I use electric dehydrators. They are all pretty good, now. But, be sure to get one with several trays. Some only have three trays that hold a minimal amount of food.
Mine have at least five to eight trays, each.
I have made jerkey - but think it is better in the oven - not the dehydrator. The problem is, that food closer to the heater, dehydrates quicker, and it is important to rotate the trays.
I have never found it to be time consuming. I love to get a ten pound bag of potatoes on sale and then dehydrate them for future use. (Makes great scalloped potates! Re-hydrated, makes for good home fries for breakfast.)
You can also can meat in mason jars. I have never done it (but am sure tempted, now). The internet is full of instructions for it all.
If you want more information, do a google on ‘food dehydrators’. You will get over 300,000 links.
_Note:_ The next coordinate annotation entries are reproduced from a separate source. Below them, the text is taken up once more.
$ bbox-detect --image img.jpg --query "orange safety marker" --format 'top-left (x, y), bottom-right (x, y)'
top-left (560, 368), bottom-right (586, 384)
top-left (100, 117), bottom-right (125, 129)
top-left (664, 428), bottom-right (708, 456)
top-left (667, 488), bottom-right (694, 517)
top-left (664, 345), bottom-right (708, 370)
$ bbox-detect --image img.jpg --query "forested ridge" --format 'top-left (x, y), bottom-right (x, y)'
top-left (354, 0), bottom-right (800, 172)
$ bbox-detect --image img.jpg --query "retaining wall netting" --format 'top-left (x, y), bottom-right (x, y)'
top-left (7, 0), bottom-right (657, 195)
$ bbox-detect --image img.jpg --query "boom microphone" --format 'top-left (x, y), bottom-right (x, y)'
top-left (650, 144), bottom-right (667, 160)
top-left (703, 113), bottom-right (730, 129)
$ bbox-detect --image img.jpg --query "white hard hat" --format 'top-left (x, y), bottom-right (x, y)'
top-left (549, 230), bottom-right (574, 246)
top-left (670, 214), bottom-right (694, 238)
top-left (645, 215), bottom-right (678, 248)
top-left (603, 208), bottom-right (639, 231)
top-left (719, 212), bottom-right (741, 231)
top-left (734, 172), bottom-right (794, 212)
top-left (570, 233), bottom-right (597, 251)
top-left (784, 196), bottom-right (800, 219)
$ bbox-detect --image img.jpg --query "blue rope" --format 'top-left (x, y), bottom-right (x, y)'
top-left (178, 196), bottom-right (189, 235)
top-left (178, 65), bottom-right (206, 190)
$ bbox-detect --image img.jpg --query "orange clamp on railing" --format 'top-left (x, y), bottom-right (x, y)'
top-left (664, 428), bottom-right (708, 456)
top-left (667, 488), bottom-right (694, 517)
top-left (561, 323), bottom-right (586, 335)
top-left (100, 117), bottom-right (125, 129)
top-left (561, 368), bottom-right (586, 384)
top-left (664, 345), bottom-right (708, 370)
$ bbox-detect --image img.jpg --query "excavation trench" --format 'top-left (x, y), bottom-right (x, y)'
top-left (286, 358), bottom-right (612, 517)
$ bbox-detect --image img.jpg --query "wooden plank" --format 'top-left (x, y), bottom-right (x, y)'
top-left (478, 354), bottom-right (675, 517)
Hope this helped a little. ;-)
Alot of people don’t think about soap.
Who knows how to make soap anymore?
You can buy like a cubic foot of soap for ten dollars. And from what I’ve seen of the pioneer series where folks go out and try to live like pioneers, soap and perfumes and toiletries are valued way more than even food.
Lucky you. Mine, if I had any and could see them, are under 2 feet of snow. lol
Pray for GloBull warming.
Ya need a pressure canner though.
Now that the price of corn has gone up causing meat and milk to go out of sight, they are working on making gasoline from sugar cane.
Thanks, it really does help. I have been thinking about trying them again, and it does help to find someone likes them.
My mother did all sorts of canning, it is not too bad- just make sure you really understand and follow directions to the letter on things like meat especially. Though my mother canned she had a healthy fear of making us sick and was very careful. She made me so paranoid that I don’t can, but I should.
I still can soups and chili. It’s great to go to the cupboard and have homemade soup there.
How many times has mass starvation been predicted? How many times has it happened?
well, they have my respect. I have tried to grow things, sometimes yes, sometimes no.
Well, starvation in the sense of people starving to death? Not often, but famine and system malnutrition are common.
Never, though, has there been a global shortage of food - usually it’s a local shortage, combined with the inability of people in an area to afford food. Like if Indian subsistence farmers get hit with a long drought, they themselves have no produce to market, and then can’t afford the available food. Hoarding compounds the problem. The green revolution fixed a lot of the problem for india, but it is pervasive in less well-developed countries.
A lot of it has to do with governmental intervention - farm subsidies mess with the ability of third-world farmers (the people with the competitive advantage in this labor and land-intensive industry) to compete, especially for textiles like cotton, etc.
It would make a lot more sense for governments to spend a fraction of their subsidy expenditures on ensuring food stockpiles, and then let the market do its thing.